Shannon’s job is simple: break your web app before anyone else does. The Red Team to your vibe-coding Blue team. Every Claude (coder) deserves their Shannon.
🔀 About This Fork
Shannon Max is a fork of the original Shannon by Keygraph, with the following key changes:
- Multi-provider LLM support — Migrated from the Anthropic Claude Agent SDK to the Vercel AI SDK, enabling native support for Anthropic, OpenAI, Google Gemini, DeepSeek, and OpenRouter
- Per-agent model selection — Assign different models to different pipeline phases (e.g., cheap models for recon, powerful models for exploitation)

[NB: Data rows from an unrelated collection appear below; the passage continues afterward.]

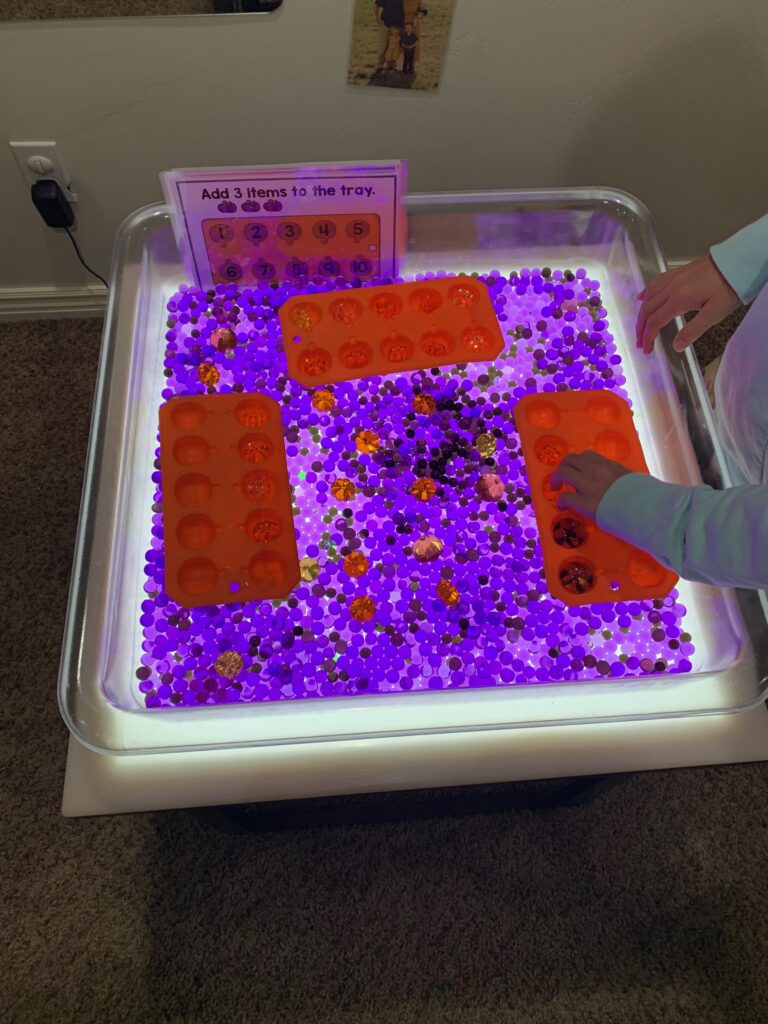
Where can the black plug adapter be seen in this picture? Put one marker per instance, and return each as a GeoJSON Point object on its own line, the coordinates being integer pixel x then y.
{"type": "Point", "coordinates": [51, 204]}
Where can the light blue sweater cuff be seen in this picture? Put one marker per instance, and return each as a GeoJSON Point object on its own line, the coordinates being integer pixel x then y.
{"type": "Point", "coordinates": [717, 537]}
{"type": "Point", "coordinates": [742, 259]}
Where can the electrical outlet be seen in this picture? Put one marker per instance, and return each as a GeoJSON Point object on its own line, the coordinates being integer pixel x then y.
{"type": "Point", "coordinates": [42, 160]}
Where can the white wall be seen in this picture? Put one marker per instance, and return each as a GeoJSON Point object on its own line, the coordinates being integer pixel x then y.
{"type": "Point", "coordinates": [666, 98]}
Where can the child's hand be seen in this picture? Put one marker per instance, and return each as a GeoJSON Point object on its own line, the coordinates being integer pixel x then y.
{"type": "Point", "coordinates": [591, 475]}
{"type": "Point", "coordinates": [697, 286]}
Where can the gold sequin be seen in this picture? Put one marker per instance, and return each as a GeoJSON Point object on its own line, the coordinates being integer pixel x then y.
{"type": "Point", "coordinates": [426, 549]}
{"type": "Point", "coordinates": [485, 444]}
{"type": "Point", "coordinates": [309, 569]}
{"type": "Point", "coordinates": [423, 488]}
{"type": "Point", "coordinates": [323, 400]}
{"type": "Point", "coordinates": [303, 318]}
{"type": "Point", "coordinates": [228, 664]}
{"type": "Point", "coordinates": [386, 306]}
{"type": "Point", "coordinates": [367, 441]}
{"type": "Point", "coordinates": [363, 609]}
{"type": "Point", "coordinates": [424, 403]}
{"type": "Point", "coordinates": [448, 592]}
{"type": "Point", "coordinates": [223, 339]}
{"type": "Point", "coordinates": [355, 564]}
{"type": "Point", "coordinates": [343, 489]}
{"type": "Point", "coordinates": [208, 374]}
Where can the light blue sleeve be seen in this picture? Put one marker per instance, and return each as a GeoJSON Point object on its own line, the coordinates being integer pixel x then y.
{"type": "Point", "coordinates": [742, 259]}
{"type": "Point", "coordinates": [716, 537]}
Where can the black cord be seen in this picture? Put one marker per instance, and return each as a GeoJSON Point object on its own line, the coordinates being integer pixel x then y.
{"type": "Point", "coordinates": [80, 257]}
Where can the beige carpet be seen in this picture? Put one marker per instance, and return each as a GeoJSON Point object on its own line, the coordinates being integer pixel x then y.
{"type": "Point", "coordinates": [646, 906]}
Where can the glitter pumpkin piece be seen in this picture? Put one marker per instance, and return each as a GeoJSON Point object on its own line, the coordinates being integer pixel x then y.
{"type": "Point", "coordinates": [343, 489]}
{"type": "Point", "coordinates": [324, 401]}
{"type": "Point", "coordinates": [448, 593]}
{"type": "Point", "coordinates": [355, 564]}
{"type": "Point", "coordinates": [363, 609]}
{"type": "Point", "coordinates": [424, 403]}
{"type": "Point", "coordinates": [393, 328]}
{"type": "Point", "coordinates": [229, 664]}
{"type": "Point", "coordinates": [506, 629]}
{"type": "Point", "coordinates": [367, 441]}
{"type": "Point", "coordinates": [208, 374]}
{"type": "Point", "coordinates": [423, 488]}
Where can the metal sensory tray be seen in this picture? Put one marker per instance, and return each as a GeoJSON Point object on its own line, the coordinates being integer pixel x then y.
{"type": "Point", "coordinates": [425, 526]}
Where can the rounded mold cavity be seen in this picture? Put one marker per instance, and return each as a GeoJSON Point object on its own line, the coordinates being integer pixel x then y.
{"type": "Point", "coordinates": [305, 315]}
{"type": "Point", "coordinates": [603, 409]}
{"type": "Point", "coordinates": [551, 450]}
{"type": "Point", "coordinates": [252, 413]}
{"type": "Point", "coordinates": [258, 485]}
{"type": "Point", "coordinates": [386, 304]}
{"type": "Point", "coordinates": [463, 295]}
{"type": "Point", "coordinates": [425, 300]}
{"type": "Point", "coordinates": [612, 445]}
{"type": "Point", "coordinates": [477, 339]}
{"type": "Point", "coordinates": [190, 451]}
{"type": "Point", "coordinates": [196, 531]}
{"type": "Point", "coordinates": [543, 414]}
{"type": "Point", "coordinates": [569, 531]}
{"type": "Point", "coordinates": [355, 354]}
{"type": "Point", "coordinates": [263, 526]}
{"type": "Point", "coordinates": [345, 310]}
{"type": "Point", "coordinates": [314, 363]}
{"type": "Point", "coordinates": [397, 348]}
{"type": "Point", "coordinates": [193, 489]}
{"type": "Point", "coordinates": [268, 567]}
{"type": "Point", "coordinates": [187, 415]}
{"type": "Point", "coordinates": [577, 576]}
{"type": "Point", "coordinates": [552, 493]}
{"type": "Point", "coordinates": [437, 343]}
{"type": "Point", "coordinates": [198, 577]}
{"type": "Point", "coordinates": [255, 448]}
{"type": "Point", "coordinates": [644, 571]}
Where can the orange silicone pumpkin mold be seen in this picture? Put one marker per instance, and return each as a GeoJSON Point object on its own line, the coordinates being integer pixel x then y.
{"type": "Point", "coordinates": [584, 564]}
{"type": "Point", "coordinates": [228, 524]}
{"type": "Point", "coordinates": [366, 332]}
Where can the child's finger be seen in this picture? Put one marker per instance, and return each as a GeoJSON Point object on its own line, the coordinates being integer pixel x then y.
{"type": "Point", "coordinates": [693, 330]}
{"type": "Point", "coordinates": [572, 501]}
{"type": "Point", "coordinates": [650, 305]}
{"type": "Point", "coordinates": [659, 318]}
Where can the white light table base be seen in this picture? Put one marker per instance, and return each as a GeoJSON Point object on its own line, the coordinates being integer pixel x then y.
{"type": "Point", "coordinates": [99, 783]}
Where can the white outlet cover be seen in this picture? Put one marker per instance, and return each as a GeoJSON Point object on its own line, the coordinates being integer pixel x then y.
{"type": "Point", "coordinates": [29, 153]}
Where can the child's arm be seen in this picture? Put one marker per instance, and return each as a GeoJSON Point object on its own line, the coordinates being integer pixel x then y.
{"type": "Point", "coordinates": [735, 269]}
{"type": "Point", "coordinates": [742, 259]}
{"type": "Point", "coordinates": [716, 537]}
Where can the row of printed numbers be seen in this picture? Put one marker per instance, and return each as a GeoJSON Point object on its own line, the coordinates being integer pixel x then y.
{"type": "Point", "coordinates": [263, 269]}
{"type": "Point", "coordinates": [288, 230]}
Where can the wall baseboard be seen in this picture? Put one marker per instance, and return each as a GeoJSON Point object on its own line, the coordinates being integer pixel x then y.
{"type": "Point", "coordinates": [51, 303]}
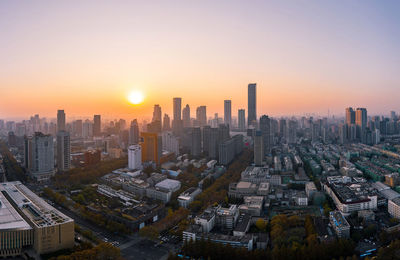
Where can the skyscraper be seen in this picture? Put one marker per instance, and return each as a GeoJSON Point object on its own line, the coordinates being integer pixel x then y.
{"type": "Point", "coordinates": [166, 123]}
{"type": "Point", "coordinates": [63, 151]}
{"type": "Point", "coordinates": [228, 112]}
{"type": "Point", "coordinates": [151, 147]}
{"type": "Point", "coordinates": [258, 148]}
{"type": "Point", "coordinates": [177, 124]}
{"type": "Point", "coordinates": [201, 116]}
{"type": "Point", "coordinates": [39, 156]}
{"type": "Point", "coordinates": [265, 129]}
{"type": "Point", "coordinates": [60, 120]}
{"type": "Point", "coordinates": [252, 105]}
{"type": "Point", "coordinates": [96, 125]}
{"type": "Point", "coordinates": [134, 132]}
{"type": "Point", "coordinates": [350, 116]}
{"type": "Point", "coordinates": [186, 116]}
{"type": "Point", "coordinates": [241, 120]}
{"type": "Point", "coordinates": [156, 113]}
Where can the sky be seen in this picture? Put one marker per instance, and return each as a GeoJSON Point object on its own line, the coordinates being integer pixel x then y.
{"type": "Point", "coordinates": [307, 57]}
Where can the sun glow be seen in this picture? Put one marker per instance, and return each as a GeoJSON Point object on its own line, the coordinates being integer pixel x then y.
{"type": "Point", "coordinates": [136, 97]}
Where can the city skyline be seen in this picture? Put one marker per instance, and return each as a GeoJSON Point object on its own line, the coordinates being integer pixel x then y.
{"type": "Point", "coordinates": [301, 66]}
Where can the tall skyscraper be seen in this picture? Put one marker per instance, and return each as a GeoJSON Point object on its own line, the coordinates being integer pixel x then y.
{"type": "Point", "coordinates": [177, 125]}
{"type": "Point", "coordinates": [96, 125]}
{"type": "Point", "coordinates": [252, 105]}
{"type": "Point", "coordinates": [166, 123]}
{"type": "Point", "coordinates": [265, 129]}
{"type": "Point", "coordinates": [151, 147]}
{"type": "Point", "coordinates": [241, 119]}
{"type": "Point", "coordinates": [60, 120]}
{"type": "Point", "coordinates": [134, 132]}
{"type": "Point", "coordinates": [156, 113]}
{"type": "Point", "coordinates": [195, 148]}
{"type": "Point", "coordinates": [39, 156]}
{"type": "Point", "coordinates": [201, 116]}
{"type": "Point", "coordinates": [350, 116]}
{"type": "Point", "coordinates": [258, 148]}
{"type": "Point", "coordinates": [228, 112]}
{"type": "Point", "coordinates": [186, 116]}
{"type": "Point", "coordinates": [361, 117]}
{"type": "Point", "coordinates": [63, 151]}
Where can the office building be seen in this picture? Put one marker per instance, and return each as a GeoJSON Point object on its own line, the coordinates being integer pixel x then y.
{"type": "Point", "coordinates": [339, 224]}
{"type": "Point", "coordinates": [60, 120]}
{"type": "Point", "coordinates": [135, 157]}
{"type": "Point", "coordinates": [265, 129]}
{"type": "Point", "coordinates": [394, 207]}
{"type": "Point", "coordinates": [134, 132]}
{"type": "Point", "coordinates": [242, 120]}
{"type": "Point", "coordinates": [252, 105]}
{"type": "Point", "coordinates": [39, 156]}
{"type": "Point", "coordinates": [156, 114]}
{"type": "Point", "coordinates": [166, 123]}
{"type": "Point", "coordinates": [258, 148]}
{"type": "Point", "coordinates": [63, 151]}
{"type": "Point", "coordinates": [151, 147]}
{"type": "Point", "coordinates": [186, 116]}
{"type": "Point", "coordinates": [228, 112]}
{"type": "Point", "coordinates": [97, 125]}
{"type": "Point", "coordinates": [201, 116]}
{"type": "Point", "coordinates": [195, 148]}
{"type": "Point", "coordinates": [350, 116]}
{"type": "Point", "coordinates": [28, 222]}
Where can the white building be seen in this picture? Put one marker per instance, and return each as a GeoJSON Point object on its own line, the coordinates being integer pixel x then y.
{"type": "Point", "coordinates": [170, 142]}
{"type": "Point", "coordinates": [135, 157]}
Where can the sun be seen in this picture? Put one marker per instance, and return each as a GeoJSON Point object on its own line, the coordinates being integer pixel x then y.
{"type": "Point", "coordinates": [136, 97]}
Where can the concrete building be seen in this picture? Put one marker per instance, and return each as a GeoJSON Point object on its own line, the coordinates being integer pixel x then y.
{"type": "Point", "coordinates": [339, 224]}
{"type": "Point", "coordinates": [228, 112]}
{"type": "Point", "coordinates": [394, 207]}
{"type": "Point", "coordinates": [39, 156]}
{"type": "Point", "coordinates": [188, 196]}
{"type": "Point", "coordinates": [135, 157]}
{"type": "Point", "coordinates": [35, 223]}
{"type": "Point", "coordinates": [252, 105]}
{"type": "Point", "coordinates": [63, 151]}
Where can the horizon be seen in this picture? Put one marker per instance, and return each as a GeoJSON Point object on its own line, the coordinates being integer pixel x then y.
{"type": "Point", "coordinates": [86, 60]}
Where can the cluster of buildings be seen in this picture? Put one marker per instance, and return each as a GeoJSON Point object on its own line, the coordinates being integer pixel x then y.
{"type": "Point", "coordinates": [28, 222]}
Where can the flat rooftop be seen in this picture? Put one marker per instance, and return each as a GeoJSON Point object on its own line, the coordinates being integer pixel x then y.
{"type": "Point", "coordinates": [10, 219]}
{"type": "Point", "coordinates": [39, 212]}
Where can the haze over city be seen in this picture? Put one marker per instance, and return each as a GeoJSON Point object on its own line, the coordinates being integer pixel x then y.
{"type": "Point", "coordinates": [306, 56]}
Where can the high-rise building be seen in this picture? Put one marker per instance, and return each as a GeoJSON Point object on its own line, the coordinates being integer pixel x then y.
{"type": "Point", "coordinates": [241, 120]}
{"type": "Point", "coordinates": [201, 116]}
{"type": "Point", "coordinates": [228, 112]}
{"type": "Point", "coordinates": [151, 147]}
{"type": "Point", "coordinates": [252, 105]}
{"type": "Point", "coordinates": [258, 148]}
{"type": "Point", "coordinates": [134, 132]}
{"type": "Point", "coordinates": [63, 151]}
{"type": "Point", "coordinates": [135, 157]}
{"type": "Point", "coordinates": [60, 120]}
{"type": "Point", "coordinates": [96, 125]}
{"type": "Point", "coordinates": [87, 129]}
{"type": "Point", "coordinates": [156, 114]}
{"type": "Point", "coordinates": [77, 128]}
{"type": "Point", "coordinates": [186, 116]}
{"type": "Point", "coordinates": [166, 123]}
{"type": "Point", "coordinates": [195, 148]}
{"type": "Point", "coordinates": [39, 156]}
{"type": "Point", "coordinates": [265, 128]}
{"type": "Point", "coordinates": [350, 116]}
{"type": "Point", "coordinates": [177, 124]}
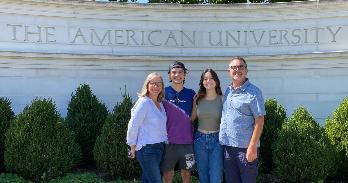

- 60-95% cost reduction — A full pentest that cost ~$50 with Claude Sonnet 4 now costs ~$3-5 with minimax-m2.5 via OpenRouter
- Shannon owns the tools — All tool execution (bash, file I/O, browser automation) is handled directly by Shannon rather than delegated to a Claude Code subprocess
All credit for Shannon's core architecture, pipeline design, prompt engineering, and security methodology goes to the original Keygraph team. This fork builds on their excellent work.
🎯 What is Shannon?
Shannon is an AI pentester that delivers actual exploits, not just alerts.
Shannon's goal is to break your web app before someone else does. It autonomously hunts for attack vectors in your code, then uses its built-in browser to execute real exploits, such as injection attacks, and auth bypass, to prove the vulnerability is actually exploitable.
What Problem Does Shannon Solve?
Thanks to tools like Claude Code and Cursor, your team ships code non-stop. But your penetration test? That happens once a year. This creates a massive security gap. For the other 364 days, you could be unknowingly shipping vulnerabilities to production.
Shannon closes this gap by acting as your on-demand whitebox pentester. It doesn't just find potential issues. It executes real exploits, providing concrete proof of vulnerabilities. This lets you ship with confidence, knowing every build can be secured.
[!NOTE] From Autonomous Pentesting to Automated Compliance
Shannon is a core component of the Keygraph Security and Compliance Platform.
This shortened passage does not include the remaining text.